Method Mis-7B Movies LlaMa-8B TriviaQA Qwen-7B HQA Avg. Gain
Logits-mean 63.0 66.0 66.2 -
Probe[*] (best layer–token) ~80–85 ~75–82 ~72–80 -
ACT-ViT(s) (single combination) ~85–88 ~80–84 ~78–83 +3–5 vs Probe
ACT-ViT (multi-LLM joint) ~88–92 ~84–88 ~82–87 +5–10 vs Probe

Ablation Study

Setting Result
Zero-shot to new datasets (seen LLMs) Strong generalization; often surpasses probes trained on the target dataset
Fine-tuning LA to new LLM with 5% data Outperforms single-model probes trained on 100% data in most cases
Multi-LLM joint vs. single-LLM Joint training consistently superior; cross-LLM signals are complementary

Key Findings

  • ACT-ViT consistently outperforms conventional probing across all 15 combinations, with significant average gains.
  • Multi-LLM joint training markedly surpasses single-model training, confirming that hallucination signals from different LLMs are complementary.
  • Adapting to a new LLM requires training only the Linear Adapter (very few parameters) with as little as 5% of data—highly practical for deployment.
  • Strong zero-shot generalization to new datasets suggests that hallucination detection signals share cross-task commonalities.
  • ViT self-attention is more effective than MLP: ACT-MLP (flattening followed by MLP) performs substantially worse.

Highlights & Insights

  • The "activation tensor = image" analogy is particularly elegant: it reframes an NLP problem as a vision problem, leveraging ViT self-attention to adaptively identify the most informative layer–token positions, entirely avoiding the need for manual position selection in conventional probing.
  • The success of cross-LLM joint training validates an important hypothesis: different LLMs share common mechanisms for encoding hallucinations, which can be aligned via linear transformation.
  • Exceptional efficiency: inference at \(10^{-5}\) seconds per sample (five orders of magnitude faster than LLM-based detection methods), with training completed in 3 hours across all 15 combinations.

Limitations & Future Work

  • Requires white-box access to hidden states of all LLM layers—not applicable to API-only models.
  • Storage overhead for activation tensors is substantial (~0.2 GB per sample per LLM); optimized storage strategies are needed for large-scale deployment.
  • Evaluation is limited to 7–8B scale models; performance on larger (70B+) or smaller (1B) models remains unknown.
  • The linear adaptation assumption may not hold for LLMs with substantially different architectures.
  • The method focuses solely on factual QA-type hallucinations; its effectiveness on more complex error types such as reasoning errors and subjective biases is unknown.
  • vs. Orgad et al. (2024): They identify the importance of "exact token" probing but still require an external algorithm for localization.
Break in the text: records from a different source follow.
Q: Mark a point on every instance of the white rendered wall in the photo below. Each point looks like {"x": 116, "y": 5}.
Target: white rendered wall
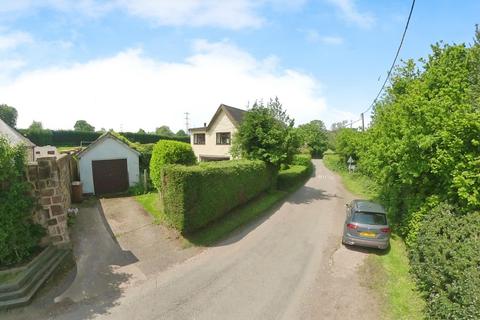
{"x": 108, "y": 149}
{"x": 210, "y": 148}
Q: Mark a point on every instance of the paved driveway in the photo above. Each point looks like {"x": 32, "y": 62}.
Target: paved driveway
{"x": 287, "y": 265}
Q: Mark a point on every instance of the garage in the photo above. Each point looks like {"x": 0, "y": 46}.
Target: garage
{"x": 108, "y": 165}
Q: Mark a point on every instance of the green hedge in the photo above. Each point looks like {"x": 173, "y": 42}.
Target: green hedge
{"x": 446, "y": 261}
{"x": 152, "y": 138}
{"x": 194, "y": 196}
{"x": 74, "y": 138}
{"x": 167, "y": 152}
{"x": 302, "y": 160}
{"x": 292, "y": 176}
{"x": 19, "y": 235}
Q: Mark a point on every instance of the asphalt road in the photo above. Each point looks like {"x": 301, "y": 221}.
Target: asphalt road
{"x": 288, "y": 265}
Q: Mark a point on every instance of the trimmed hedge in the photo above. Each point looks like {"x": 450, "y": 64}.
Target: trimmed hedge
{"x": 302, "y": 160}
{"x": 167, "y": 152}
{"x": 152, "y": 138}
{"x": 74, "y": 138}
{"x": 292, "y": 176}
{"x": 194, "y": 196}
{"x": 446, "y": 262}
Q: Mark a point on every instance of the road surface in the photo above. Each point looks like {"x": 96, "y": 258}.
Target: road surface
{"x": 288, "y": 265}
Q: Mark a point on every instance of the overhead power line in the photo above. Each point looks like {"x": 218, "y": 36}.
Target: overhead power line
{"x": 394, "y": 60}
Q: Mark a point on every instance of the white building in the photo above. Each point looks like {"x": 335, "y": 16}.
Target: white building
{"x": 108, "y": 165}
{"x": 213, "y": 142}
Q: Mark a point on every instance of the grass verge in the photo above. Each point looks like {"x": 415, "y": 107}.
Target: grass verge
{"x": 393, "y": 281}
{"x": 224, "y": 226}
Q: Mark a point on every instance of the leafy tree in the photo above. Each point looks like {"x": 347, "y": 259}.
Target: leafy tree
{"x": 18, "y": 234}
{"x": 314, "y": 136}
{"x": 267, "y": 134}
{"x": 181, "y": 133}
{"x": 339, "y": 125}
{"x": 8, "y": 114}
{"x": 37, "y": 133}
{"x": 164, "y": 131}
{"x": 82, "y": 125}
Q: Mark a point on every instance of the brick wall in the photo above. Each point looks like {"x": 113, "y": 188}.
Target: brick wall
{"x": 51, "y": 182}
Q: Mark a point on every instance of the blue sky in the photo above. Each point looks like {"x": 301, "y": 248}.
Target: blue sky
{"x": 130, "y": 64}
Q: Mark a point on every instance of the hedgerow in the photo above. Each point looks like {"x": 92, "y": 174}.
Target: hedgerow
{"x": 19, "y": 236}
{"x": 293, "y": 176}
{"x": 165, "y": 153}
{"x": 194, "y": 196}
{"x": 447, "y": 263}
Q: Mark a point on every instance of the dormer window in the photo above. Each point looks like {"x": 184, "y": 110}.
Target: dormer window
{"x": 224, "y": 138}
{"x": 199, "y": 138}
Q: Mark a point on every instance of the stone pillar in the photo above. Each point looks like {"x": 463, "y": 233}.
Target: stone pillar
{"x": 51, "y": 187}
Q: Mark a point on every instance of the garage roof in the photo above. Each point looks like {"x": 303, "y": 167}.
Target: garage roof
{"x": 100, "y": 140}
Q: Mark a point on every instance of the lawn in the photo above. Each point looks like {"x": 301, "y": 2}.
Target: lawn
{"x": 393, "y": 282}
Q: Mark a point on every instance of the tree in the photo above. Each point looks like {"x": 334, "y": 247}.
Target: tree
{"x": 8, "y": 114}
{"x": 339, "y": 125}
{"x": 313, "y": 135}
{"x": 164, "y": 131}
{"x": 181, "y": 133}
{"x": 267, "y": 134}
{"x": 82, "y": 125}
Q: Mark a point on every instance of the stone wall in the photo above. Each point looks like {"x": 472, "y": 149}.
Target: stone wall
{"x": 51, "y": 182}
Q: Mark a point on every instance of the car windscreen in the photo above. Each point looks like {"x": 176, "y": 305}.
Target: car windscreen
{"x": 370, "y": 218}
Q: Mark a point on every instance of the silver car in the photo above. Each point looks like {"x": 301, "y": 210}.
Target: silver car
{"x": 366, "y": 225}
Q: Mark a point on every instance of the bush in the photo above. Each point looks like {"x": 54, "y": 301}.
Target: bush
{"x": 152, "y": 138}
{"x": 19, "y": 236}
{"x": 194, "y": 196}
{"x": 302, "y": 160}
{"x": 167, "y": 152}
{"x": 292, "y": 176}
{"x": 446, "y": 262}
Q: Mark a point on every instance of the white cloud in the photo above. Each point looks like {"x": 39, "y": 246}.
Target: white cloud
{"x": 314, "y": 36}
{"x": 132, "y": 91}
{"x": 349, "y": 12}
{"x": 13, "y": 40}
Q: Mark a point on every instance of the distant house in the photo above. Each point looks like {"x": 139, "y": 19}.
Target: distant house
{"x": 108, "y": 165}
{"x": 213, "y": 142}
{"x": 16, "y": 138}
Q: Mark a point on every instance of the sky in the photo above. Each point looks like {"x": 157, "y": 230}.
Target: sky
{"x": 126, "y": 65}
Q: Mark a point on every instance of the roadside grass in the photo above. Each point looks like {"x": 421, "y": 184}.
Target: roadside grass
{"x": 393, "y": 281}
{"x": 224, "y": 226}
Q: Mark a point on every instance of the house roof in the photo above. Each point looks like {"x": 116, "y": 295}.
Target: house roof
{"x": 234, "y": 114}
{"x": 13, "y": 136}
{"x": 102, "y": 138}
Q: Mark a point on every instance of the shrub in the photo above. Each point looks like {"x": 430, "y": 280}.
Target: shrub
{"x": 302, "y": 160}
{"x": 19, "y": 236}
{"x": 292, "y": 176}
{"x": 446, "y": 262}
{"x": 167, "y": 152}
{"x": 194, "y": 196}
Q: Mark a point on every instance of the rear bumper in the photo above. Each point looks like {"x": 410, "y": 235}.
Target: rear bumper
{"x": 372, "y": 243}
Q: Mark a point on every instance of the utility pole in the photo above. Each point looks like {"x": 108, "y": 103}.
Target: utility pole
{"x": 187, "y": 121}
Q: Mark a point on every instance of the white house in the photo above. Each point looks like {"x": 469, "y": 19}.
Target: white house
{"x": 16, "y": 138}
{"x": 213, "y": 142}
{"x": 108, "y": 165}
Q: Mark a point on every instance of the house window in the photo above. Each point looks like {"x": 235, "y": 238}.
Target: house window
{"x": 199, "y": 138}
{"x": 223, "y": 138}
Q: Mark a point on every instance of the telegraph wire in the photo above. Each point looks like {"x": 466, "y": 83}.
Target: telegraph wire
{"x": 394, "y": 60}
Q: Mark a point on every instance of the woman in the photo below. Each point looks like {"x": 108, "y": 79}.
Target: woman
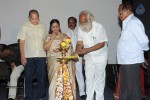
{"x": 51, "y": 45}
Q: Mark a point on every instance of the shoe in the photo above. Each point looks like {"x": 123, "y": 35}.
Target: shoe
{"x": 83, "y": 97}
{"x": 11, "y": 99}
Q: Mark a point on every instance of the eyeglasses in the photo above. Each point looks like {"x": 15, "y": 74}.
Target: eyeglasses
{"x": 121, "y": 12}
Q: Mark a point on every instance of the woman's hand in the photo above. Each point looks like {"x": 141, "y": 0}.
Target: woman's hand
{"x": 56, "y": 50}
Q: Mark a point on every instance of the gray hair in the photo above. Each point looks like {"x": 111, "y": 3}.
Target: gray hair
{"x": 88, "y": 13}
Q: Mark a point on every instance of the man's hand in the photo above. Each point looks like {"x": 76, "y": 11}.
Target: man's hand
{"x": 145, "y": 64}
{"x": 23, "y": 60}
{"x": 83, "y": 51}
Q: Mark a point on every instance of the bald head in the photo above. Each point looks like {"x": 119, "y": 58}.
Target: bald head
{"x": 85, "y": 20}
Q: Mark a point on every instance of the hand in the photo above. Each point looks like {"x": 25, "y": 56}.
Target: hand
{"x": 145, "y": 64}
{"x": 53, "y": 35}
{"x": 83, "y": 51}
{"x": 23, "y": 60}
{"x": 56, "y": 50}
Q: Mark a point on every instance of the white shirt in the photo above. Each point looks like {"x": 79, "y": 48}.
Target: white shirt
{"x": 132, "y": 42}
{"x": 95, "y": 36}
{"x": 73, "y": 35}
{"x": 34, "y": 37}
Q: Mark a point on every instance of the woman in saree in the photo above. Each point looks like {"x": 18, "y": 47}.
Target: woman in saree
{"x": 52, "y": 42}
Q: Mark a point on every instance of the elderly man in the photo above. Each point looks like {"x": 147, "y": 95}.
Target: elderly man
{"x": 72, "y": 33}
{"x": 33, "y": 56}
{"x": 130, "y": 53}
{"x": 92, "y": 43}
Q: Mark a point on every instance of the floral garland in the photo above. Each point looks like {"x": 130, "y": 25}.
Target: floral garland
{"x": 63, "y": 83}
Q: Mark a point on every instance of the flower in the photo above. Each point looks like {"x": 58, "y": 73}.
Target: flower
{"x": 68, "y": 40}
{"x": 63, "y": 44}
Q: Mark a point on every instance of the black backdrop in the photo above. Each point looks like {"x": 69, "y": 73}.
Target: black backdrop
{"x": 145, "y": 17}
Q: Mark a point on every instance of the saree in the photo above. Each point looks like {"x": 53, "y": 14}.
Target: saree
{"x": 58, "y": 84}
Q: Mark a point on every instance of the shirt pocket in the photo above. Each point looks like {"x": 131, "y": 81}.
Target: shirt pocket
{"x": 125, "y": 35}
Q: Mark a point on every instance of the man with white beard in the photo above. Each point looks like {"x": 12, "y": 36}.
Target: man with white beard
{"x": 72, "y": 33}
{"x": 92, "y": 42}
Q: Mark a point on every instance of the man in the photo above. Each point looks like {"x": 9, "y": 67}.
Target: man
{"x": 11, "y": 55}
{"x": 72, "y": 33}
{"x": 33, "y": 56}
{"x": 130, "y": 53}
{"x": 92, "y": 43}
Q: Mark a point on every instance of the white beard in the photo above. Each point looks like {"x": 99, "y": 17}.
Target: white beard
{"x": 87, "y": 27}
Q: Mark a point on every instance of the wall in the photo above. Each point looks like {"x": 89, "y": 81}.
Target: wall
{"x": 15, "y": 12}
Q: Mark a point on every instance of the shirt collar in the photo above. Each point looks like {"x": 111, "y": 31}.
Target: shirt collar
{"x": 127, "y": 20}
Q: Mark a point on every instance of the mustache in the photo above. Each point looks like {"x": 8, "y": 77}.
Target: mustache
{"x": 71, "y": 25}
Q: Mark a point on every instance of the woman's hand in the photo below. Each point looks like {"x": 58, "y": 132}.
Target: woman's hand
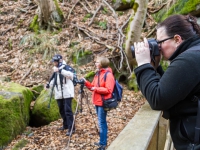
{"x": 142, "y": 52}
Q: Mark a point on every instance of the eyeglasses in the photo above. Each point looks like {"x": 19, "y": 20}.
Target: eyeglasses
{"x": 159, "y": 42}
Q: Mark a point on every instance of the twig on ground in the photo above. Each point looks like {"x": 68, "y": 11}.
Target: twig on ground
{"x": 155, "y": 11}
{"x": 26, "y": 74}
{"x": 95, "y": 14}
{"x": 72, "y": 9}
{"x": 85, "y": 7}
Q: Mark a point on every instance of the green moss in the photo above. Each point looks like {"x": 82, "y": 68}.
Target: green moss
{"x": 42, "y": 114}
{"x": 78, "y": 56}
{"x": 124, "y": 2}
{"x": 89, "y": 76}
{"x": 132, "y": 83}
{"x": 103, "y": 24}
{"x": 35, "y": 24}
{"x": 59, "y": 10}
{"x": 135, "y": 7}
{"x": 36, "y": 90}
{"x": 105, "y": 10}
{"x": 14, "y": 110}
{"x": 120, "y": 13}
{"x": 20, "y": 144}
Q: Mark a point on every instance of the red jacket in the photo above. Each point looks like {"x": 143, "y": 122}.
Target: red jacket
{"x": 105, "y": 89}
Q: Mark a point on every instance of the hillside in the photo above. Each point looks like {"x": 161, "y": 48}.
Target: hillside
{"x": 25, "y": 59}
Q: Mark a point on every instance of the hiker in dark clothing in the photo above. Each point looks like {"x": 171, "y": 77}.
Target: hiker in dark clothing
{"x": 64, "y": 92}
{"x": 176, "y": 90}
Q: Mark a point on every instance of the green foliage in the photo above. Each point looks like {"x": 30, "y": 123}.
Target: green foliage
{"x": 35, "y": 24}
{"x": 105, "y": 10}
{"x": 103, "y": 24}
{"x": 20, "y": 144}
{"x": 120, "y": 13}
{"x": 124, "y": 2}
{"x": 135, "y": 7}
{"x": 86, "y": 17}
{"x": 80, "y": 54}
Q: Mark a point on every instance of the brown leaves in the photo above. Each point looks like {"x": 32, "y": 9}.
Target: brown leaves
{"x": 47, "y": 137}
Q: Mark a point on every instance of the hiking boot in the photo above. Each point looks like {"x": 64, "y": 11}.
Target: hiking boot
{"x": 61, "y": 129}
{"x": 68, "y": 132}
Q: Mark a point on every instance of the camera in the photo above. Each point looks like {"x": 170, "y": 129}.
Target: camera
{"x": 81, "y": 82}
{"x": 153, "y": 47}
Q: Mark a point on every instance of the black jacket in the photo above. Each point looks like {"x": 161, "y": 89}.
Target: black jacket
{"x": 174, "y": 91}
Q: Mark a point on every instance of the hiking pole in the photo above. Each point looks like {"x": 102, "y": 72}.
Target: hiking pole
{"x": 55, "y": 78}
{"x": 80, "y": 96}
{"x": 92, "y": 115}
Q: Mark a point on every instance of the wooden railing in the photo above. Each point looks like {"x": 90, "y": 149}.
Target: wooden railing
{"x": 147, "y": 130}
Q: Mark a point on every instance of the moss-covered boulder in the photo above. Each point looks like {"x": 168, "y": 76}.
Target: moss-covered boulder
{"x": 36, "y": 90}
{"x": 43, "y": 113}
{"x": 14, "y": 110}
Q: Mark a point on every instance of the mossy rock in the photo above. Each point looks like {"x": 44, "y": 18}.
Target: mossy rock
{"x": 42, "y": 114}
{"x": 82, "y": 57}
{"x": 14, "y": 110}
{"x": 36, "y": 90}
{"x": 180, "y": 7}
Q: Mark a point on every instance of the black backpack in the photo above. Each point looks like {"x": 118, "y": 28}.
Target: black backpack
{"x": 69, "y": 68}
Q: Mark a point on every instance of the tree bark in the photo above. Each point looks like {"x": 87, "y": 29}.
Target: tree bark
{"x": 135, "y": 27}
{"x": 48, "y": 13}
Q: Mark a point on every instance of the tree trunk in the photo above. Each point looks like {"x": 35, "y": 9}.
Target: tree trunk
{"x": 135, "y": 27}
{"x": 49, "y": 13}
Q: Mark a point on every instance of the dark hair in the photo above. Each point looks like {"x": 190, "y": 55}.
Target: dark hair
{"x": 185, "y": 26}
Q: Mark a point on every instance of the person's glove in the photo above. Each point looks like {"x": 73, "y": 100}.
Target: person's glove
{"x": 47, "y": 85}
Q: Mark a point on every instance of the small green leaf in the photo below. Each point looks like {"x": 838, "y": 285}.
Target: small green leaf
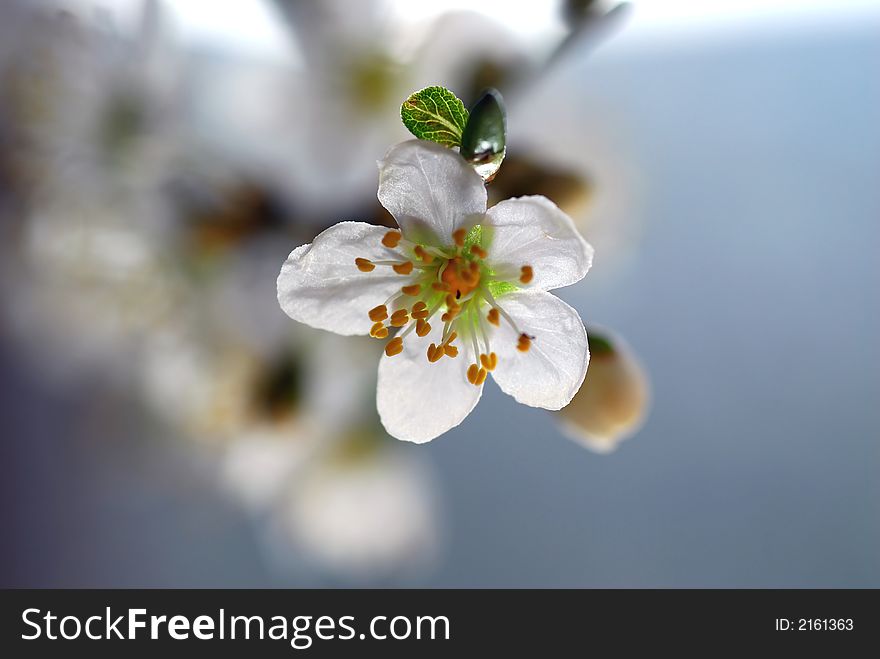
{"x": 499, "y": 288}
{"x": 435, "y": 114}
{"x": 484, "y": 140}
{"x": 599, "y": 343}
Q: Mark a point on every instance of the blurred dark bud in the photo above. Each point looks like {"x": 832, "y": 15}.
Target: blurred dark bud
{"x": 525, "y": 175}
{"x": 219, "y": 220}
{"x": 613, "y": 401}
{"x": 590, "y": 21}
{"x": 484, "y": 140}
{"x": 279, "y": 389}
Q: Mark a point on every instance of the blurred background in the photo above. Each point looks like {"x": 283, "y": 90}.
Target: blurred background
{"x": 165, "y": 424}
ACT-ViT resolves the localization problem automatically by processing the full activation tensor.
  • vs. logits/probability-based methods: These require no training but are limited in information (only the output layer is used). ACT-ViT exploits information from all layers.
  • Implications for interpretability: The ViT attention maps can reveal which layer–token combinations carry the primary hallucination signal, offering a new perspective for LLM interpretability.

Rating

  • Novelty: ⭐⭐⭐⭐⭐ Both the activation-tensor-as-image perspective and the cross-LLM joint training paradigm are genuinely novel.
  • Experimental Thoroughness: ⭐⭐⭐⭐⭐ 15 combinations, multiple settings (single-model / multi-model / zero-shot / few-shot / transfer), and comprehensive ablations.
  • Writing Quality: ⭐⭐⭐⭐⭐ The analogy is intuitive, Figure 1 is well designed, and the experimental analysis is systematic.
  • Value: ⭐⭐⭐⭐⭐ Introduces an efficient and general new paradigm for hallucination detection; cross-LLM transfer capability represents an important breakthrough.